In the digital media environment, change is a constant. But when it comes to diversity and localism, the principles are enduring.
It is crucial that the role of ethnic and multicultural media in Australia is sustained and enhanced into the future. It’s high time we engaged in a dialogue to guide Australia’s future transition.
All around us, the media sector is transforming. The promise of more, with digitisation and technological efficiencies, ushered in the challenge of less, with the fragmentation of audiences and the upheaval of long-established business models. Meanwhile, the very human need for connection with community, our instinct for cultural expression and the value of diversity, has remained. Australia’s media sector has looked for ways to respond and adapt.
Like other sectors of the media, community broadcasters have been utilising complementary new platforms to engage, sustain and build their communities. Meanwhile the broadcasting platform has continued to be the anchor to community, not least because of the ubiquity and stability of broadcasting, but because it is free to receive.
In my own electorate of Greenway in Western Sydney, Blacktown’s SWR TRIPLE 9 has both a broadcast and an online presence with links to social media and a live stream of the service. Station 4EB FM offers programs both live and on demand, with a drop-down menu of services by language and program. This is significant because it means that Blacktown’s many Filipino constituents (who comprise 70% of all Filipinos in Australia) might also enjoy a Brisbane perspective, from time to time.
In view of the seismic shifts occurring, the 2014 NEMBC conference theme very purposefully focussed on “The Challenge of Change” and what that meant for ethnic and multicultural community broadcasters – their role, the infrastructure they use and the quality of services they provide. As I noted in my opening remarks at that conference in Darwin:
“The great question for us all as supporters of community broadcasting and for diversity is: how do we shape and respond to that change?”
The response from the then Communications Minister of the day, Malcolm Turnbull, did not augur well for the sector. His response to address change in the community media sector was to send Community TV to an online only delivery model, which has seen services in Brisbane and Sydney all but disappear.
Labor recognises the importance of ethnic and multicultural broadcasters in enhancing digital inclusion, just as Labor also recognises the importance of technology in bridging the digital divide.
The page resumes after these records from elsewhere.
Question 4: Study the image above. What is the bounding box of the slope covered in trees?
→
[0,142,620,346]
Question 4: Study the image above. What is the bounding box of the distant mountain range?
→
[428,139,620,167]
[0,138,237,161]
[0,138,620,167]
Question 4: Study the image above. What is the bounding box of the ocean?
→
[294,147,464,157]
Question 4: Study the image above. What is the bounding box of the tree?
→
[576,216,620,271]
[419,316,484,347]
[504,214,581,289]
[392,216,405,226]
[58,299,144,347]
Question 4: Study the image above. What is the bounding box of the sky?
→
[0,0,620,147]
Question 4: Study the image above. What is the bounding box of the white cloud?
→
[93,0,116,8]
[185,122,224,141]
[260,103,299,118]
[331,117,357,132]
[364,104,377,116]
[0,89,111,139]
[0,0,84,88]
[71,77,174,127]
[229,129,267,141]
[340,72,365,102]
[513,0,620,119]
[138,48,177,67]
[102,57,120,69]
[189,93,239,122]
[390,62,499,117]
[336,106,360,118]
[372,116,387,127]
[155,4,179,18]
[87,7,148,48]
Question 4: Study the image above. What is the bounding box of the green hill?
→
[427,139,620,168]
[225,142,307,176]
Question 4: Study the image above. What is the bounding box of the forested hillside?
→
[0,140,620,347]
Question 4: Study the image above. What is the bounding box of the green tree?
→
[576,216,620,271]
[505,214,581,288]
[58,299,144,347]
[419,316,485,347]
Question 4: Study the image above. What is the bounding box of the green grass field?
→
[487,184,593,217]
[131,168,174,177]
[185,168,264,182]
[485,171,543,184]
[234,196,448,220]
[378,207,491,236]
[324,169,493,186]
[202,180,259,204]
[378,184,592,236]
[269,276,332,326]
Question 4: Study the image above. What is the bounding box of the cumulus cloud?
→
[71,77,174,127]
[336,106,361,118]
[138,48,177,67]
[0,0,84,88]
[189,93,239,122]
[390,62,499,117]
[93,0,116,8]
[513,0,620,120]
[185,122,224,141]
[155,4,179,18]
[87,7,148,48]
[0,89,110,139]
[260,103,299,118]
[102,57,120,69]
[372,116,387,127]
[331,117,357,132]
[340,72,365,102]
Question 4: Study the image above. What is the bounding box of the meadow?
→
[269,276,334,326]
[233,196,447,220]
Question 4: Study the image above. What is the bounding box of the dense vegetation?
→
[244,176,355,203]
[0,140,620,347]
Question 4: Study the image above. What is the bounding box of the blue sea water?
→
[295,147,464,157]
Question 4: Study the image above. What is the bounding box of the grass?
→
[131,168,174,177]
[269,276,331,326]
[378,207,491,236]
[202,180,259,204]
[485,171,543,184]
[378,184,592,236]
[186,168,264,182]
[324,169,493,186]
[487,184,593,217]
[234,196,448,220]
Labor has always believed in a future-proof National Broadband Network providing reliable internet access and supporting enhanced access to multicultural and community content services. Labor also recognises that this enhanced access is complementary to, rather than a replacement for, the value of broadcasting services, including Community TV services, which operate across Australia.
Broadcasters across Australia do a lot more than just broadcast these days. With 4G well-established and game-changing technologies like 5G on the near horizon, we need a sensible dialogue about the future of our media and how best to serve our ethnic and multicultural communities, our indigenous communities, with the suite of options that may be available.
While it is fantastic to see more and more broadcasters with online offerings that can be enjoyed by ethnic and multicultural communities around the country, and overseas, it is essential that freely available broadcasting services remain front and centre in policy development.
Recent evidence from a joint study from Telstra, RMIT and Roy Morgan shows that the digital divide is widening in Australia. With our population ageing, with wage growth stagnating and with the postcode lottery of the NBN, access to services remains a key issue.
Australia must commence a national discussion on the value, role and objectives of our media in the multimedia environment.
The NEMBC has been leading the way on the value and role of a multimedia environment that promotes social inclusion, cohesion and diversity and it will continue to do so. I look forward to seeing the Australian Government follow suit.